Related to order statistics?

Question

say there are $N$ independent and identically distributed random channels i.e., $Z_i \in \{ Z_1, Z_2,..., Z_i\}$ with PDFs $f_{Z_i}(z)$ ordered in ascending order. Then using order statistics the PDF of $Z_1 = \text{min}_i(Z_i)$ is given by

$f_{Z_1}(z) = N (1-F_{Z_i}(z))^{N-1}f_{Z_i}(z)$ ---(1)

My query is will equation (1) will be valid if the random variables are not independent and not identically distributed.

Any help in this regard will be highly appreciated.

Answer 1

Using the assumptions we can develop the equation you provided.

Let $T_1 = \min_{i}{Z_i}$, and let's find the PDF of $T_1$, by first deriving the CDF of $T_1$: $$P(T_1 \leq t) = P(\min_{i}{Z_i} \leq t) = 1-P(\min_{i}{Z_i} >t) = 1-P(Z_1>t,...,Z_N>t)$$ Here we use the fact that the random variables are independent to get: $$ = 1-P(Z_1>t)*...*P(Z_N>t)$$ Assuming i.i.d: $$P(T_1 \leq t) = 1-P(Z_1>t)^N = 1-(1-P(Z_1 \leq t))^N = 1-(1-F_{Z_1}(t)))^N$$ To find the PDF, we take the derivative of the CDF we just developed to get: $$\frac{d}{dt}P(T_1 \leq t)=N(1-F_{z_1}(t))^{N-1}*f_{z_1}(t)$$ Which is the exact formula you have.

Nevertheless, these assumptions aren't required but they do make our life easier.

Note: without loss of generality I used $Z_1$, however, you can choose any $Z_i$ since i.i.d.

Answer 2

Lack of independence makes this too complicated.

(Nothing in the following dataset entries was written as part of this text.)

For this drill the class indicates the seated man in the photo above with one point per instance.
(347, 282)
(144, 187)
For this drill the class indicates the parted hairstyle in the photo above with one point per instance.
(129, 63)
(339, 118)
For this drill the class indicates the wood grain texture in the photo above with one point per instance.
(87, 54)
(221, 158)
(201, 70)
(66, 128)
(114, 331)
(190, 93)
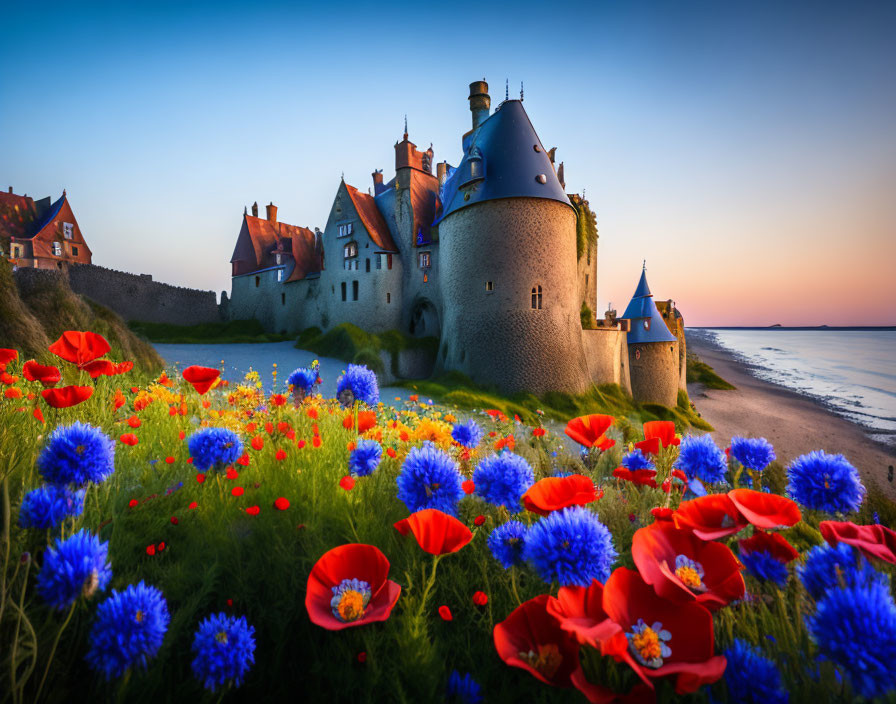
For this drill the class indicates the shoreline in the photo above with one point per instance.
(793, 423)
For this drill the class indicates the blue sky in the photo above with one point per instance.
(746, 150)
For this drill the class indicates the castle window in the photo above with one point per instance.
(536, 298)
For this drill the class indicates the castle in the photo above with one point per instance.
(489, 256)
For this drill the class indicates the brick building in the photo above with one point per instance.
(40, 234)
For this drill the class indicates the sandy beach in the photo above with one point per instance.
(794, 424)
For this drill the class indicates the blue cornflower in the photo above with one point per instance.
(825, 482)
(571, 547)
(77, 454)
(507, 542)
(463, 689)
(637, 460)
(303, 379)
(855, 628)
(700, 458)
(751, 677)
(74, 567)
(827, 567)
(225, 650)
(214, 447)
(765, 567)
(467, 434)
(365, 458)
(503, 479)
(753, 453)
(429, 478)
(358, 383)
(47, 506)
(128, 630)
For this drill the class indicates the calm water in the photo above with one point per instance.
(239, 359)
(853, 372)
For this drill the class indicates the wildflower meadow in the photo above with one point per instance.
(194, 538)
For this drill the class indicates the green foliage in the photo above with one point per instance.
(700, 372)
(232, 331)
(587, 317)
(350, 343)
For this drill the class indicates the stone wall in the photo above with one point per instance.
(138, 297)
(606, 353)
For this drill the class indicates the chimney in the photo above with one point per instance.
(480, 102)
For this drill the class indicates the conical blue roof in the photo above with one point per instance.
(504, 158)
(647, 325)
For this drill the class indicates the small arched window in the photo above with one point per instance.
(536, 297)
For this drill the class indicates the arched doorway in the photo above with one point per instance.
(424, 319)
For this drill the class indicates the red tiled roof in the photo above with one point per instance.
(372, 219)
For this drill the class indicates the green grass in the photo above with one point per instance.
(699, 372)
(233, 331)
(352, 344)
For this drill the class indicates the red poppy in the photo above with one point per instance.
(874, 540)
(589, 430)
(48, 376)
(765, 511)
(7, 356)
(531, 638)
(681, 567)
(80, 347)
(201, 378)
(651, 446)
(554, 493)
(580, 612)
(336, 572)
(682, 644)
(710, 517)
(662, 429)
(773, 543)
(66, 396)
(436, 532)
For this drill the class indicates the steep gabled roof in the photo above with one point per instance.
(512, 159)
(372, 219)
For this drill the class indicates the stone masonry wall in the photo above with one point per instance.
(138, 297)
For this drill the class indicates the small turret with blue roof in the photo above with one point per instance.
(652, 349)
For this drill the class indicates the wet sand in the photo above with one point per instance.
(794, 424)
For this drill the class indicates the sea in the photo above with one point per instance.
(852, 372)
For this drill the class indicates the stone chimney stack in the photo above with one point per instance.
(480, 102)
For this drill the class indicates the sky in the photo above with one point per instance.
(746, 150)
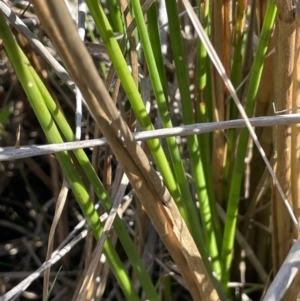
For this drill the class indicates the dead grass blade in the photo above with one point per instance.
(218, 64)
(153, 195)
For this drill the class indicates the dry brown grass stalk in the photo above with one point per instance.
(155, 198)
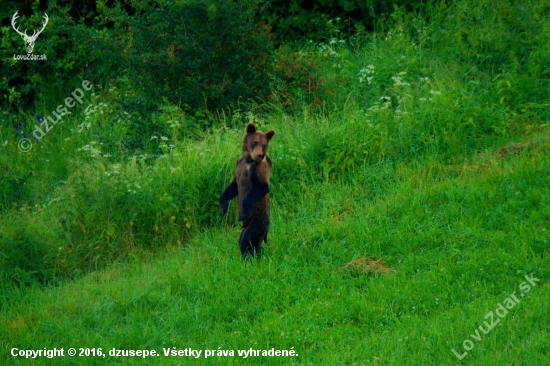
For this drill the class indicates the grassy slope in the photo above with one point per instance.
(461, 236)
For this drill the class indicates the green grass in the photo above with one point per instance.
(439, 167)
(462, 238)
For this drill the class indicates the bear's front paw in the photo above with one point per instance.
(223, 209)
(245, 212)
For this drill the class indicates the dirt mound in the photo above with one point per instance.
(368, 266)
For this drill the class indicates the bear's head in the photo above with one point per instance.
(255, 143)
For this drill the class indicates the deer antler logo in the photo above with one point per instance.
(29, 41)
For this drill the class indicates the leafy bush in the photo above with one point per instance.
(195, 54)
(301, 20)
(69, 42)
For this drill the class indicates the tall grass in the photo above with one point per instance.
(425, 144)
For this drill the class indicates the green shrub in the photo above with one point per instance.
(301, 20)
(196, 54)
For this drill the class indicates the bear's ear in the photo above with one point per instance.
(269, 135)
(250, 128)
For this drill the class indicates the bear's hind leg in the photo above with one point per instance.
(250, 243)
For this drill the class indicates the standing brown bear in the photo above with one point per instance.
(251, 185)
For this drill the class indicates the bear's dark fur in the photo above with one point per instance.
(251, 184)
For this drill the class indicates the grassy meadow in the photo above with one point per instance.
(424, 144)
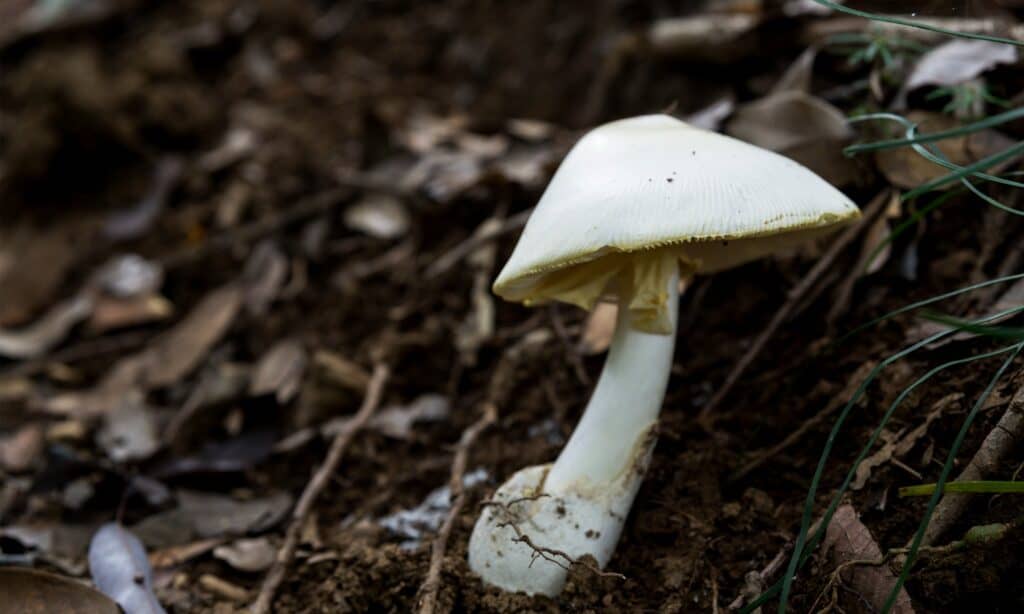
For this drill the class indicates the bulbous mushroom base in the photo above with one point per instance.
(525, 539)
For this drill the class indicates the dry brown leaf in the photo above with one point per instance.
(905, 168)
(530, 130)
(176, 555)
(112, 313)
(397, 422)
(850, 541)
(48, 332)
(341, 370)
(709, 37)
(801, 127)
(42, 257)
(19, 450)
(129, 433)
(380, 216)
(264, 277)
(280, 371)
(798, 77)
(178, 352)
(216, 516)
(33, 591)
(253, 555)
(957, 61)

Independent but not identically distributed is still possible to analyse:

• The CDF of the minimum is $$F_{Z_{(1)}}(x) = 1- \prod\limits_i (1-F_{Z_i}(z))$$
• Taking the derivative and tidying up, the density of the minimum is $$f_{Z_{(1)}}(x) = \sum\limits_j\dfrac{f_{Z_j}(x)}{1-F_{Z_j}(z)} \prod\limits_i (1-F_{Z_i}(z))$$

As you would hope, this density becomes (1) from the question when the $Z_i$ are identically distributed.